In southeastern India in Telangana, a state governor known for deep Hindu piety and attachment to mystical Hindu principles of architecture and design nonetheless took part in a Christian banquet celebrating Christmas, pledging to step up protection and public funding for Christian churches that find themselves under threat.

In the north in Varanasi, meanwhile, a city considered the spiritual capital of the country, Muslims, Hindus, Jains, Sikhs and Christians all came together for an interfaith celebration on Dec. 21, taking advantage of the coincidence that major feasts for all those traditions fell this year around the same date.

In Hyderabad, the capital of Telangana state, governor Kalvakuntla Chandrashekar Rao spoke at a traditional Christian pre-Christmas celebration staged in a cricket and soccer stadium. Referring to recent incidents in which Christian churches have been vandalized and desecrated with militant Hindu slogans, Rao pledged tighter protection.

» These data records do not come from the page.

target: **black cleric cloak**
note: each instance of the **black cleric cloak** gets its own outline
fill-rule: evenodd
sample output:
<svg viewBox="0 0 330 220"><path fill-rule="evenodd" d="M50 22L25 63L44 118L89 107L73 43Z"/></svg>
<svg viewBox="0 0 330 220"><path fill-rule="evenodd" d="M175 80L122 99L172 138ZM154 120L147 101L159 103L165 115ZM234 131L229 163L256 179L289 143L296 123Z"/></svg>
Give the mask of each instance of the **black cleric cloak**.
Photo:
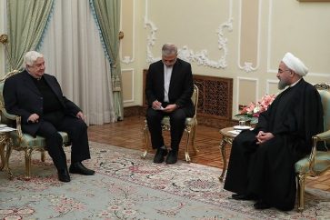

“The Christian community should feel safe in the state, as the government is secular and committed towards building the confidence of all sections of society,” he said, announcing that he would hold a meeting of ministers on Dec. 27 to discuss other ways to aid the local Christian population.

Rao also announced an easing of restrictions on zoning permits for the construction of new churches, pledged increased public funding, and announced that a new Christian facility will soon be going up on two acres of land donated by the state.

The concessions are especially striking, local observers say, given that Rao is a slightly flamboyant figure known for his deep involvement in Vastu Shastra, a sort of Hindu form of the Chinese practice of feng shui, and for having his Hindu guru at his side at public events in order to offer blessings.

Rao nevertheless won cheers from the roughly 2,000 Christians on hand when he began his talk with the word ‘Halleljuah!’, a traditional Christmas greeting. The event began with a blessing from Archbishop Thumma Bala, the Catholic leader of Hyderabad.

In Varanasi, located on the banks of the Ganges in Uttar Pradesh state of North India, the special Dec. 21 inter-faith event was organized to mark the birthdays of the Prophet Muhammad (Dec. 12), the Jain feast of Tirthankar Parshvanath (23 Dec), Christmas (25 Dec), the tenth Sikh Guru Govind Singh (Jan. 5) and the Hindu feast of Makar Sankranti (Jan. 15).

Christians took the lead role in putting the event together under the auspices of the Indian Missionary Society, a Catholic religious order founded in Varanasi in 1941, saying its aim was “to promote communal harmony, peace and inter religious collaboration.”

Father Anand Mathew, a member of the Indian Missionary Society and the director of its media wing Vishwa Jyoti Communications, said that a local interfaith group has been organizing such events for 16 years, seeing them as especially important given the highly charged religious atmosphere in the city.

Members of the various traditions offered blessings and shared various expressions of their faiths, including novices of the Missionary Sisters of the Queen of the Apostles and Sisters of the Providence of Gap and seminarians singing Christmas carols along with choir groups from the Church of North India and Pentecostal churches.

The interfaith group that put the event together, known as Kashi Qaumi Ekta Manch (“United Forum of Communal Harmony of Kashi/Varanasi”) also raises money for flood victims and for the poor, and organizes religious celebrations for inmates in local jails, describing the common charitable activity as a way to “promote a dialogue of life and dialogue of joint action.”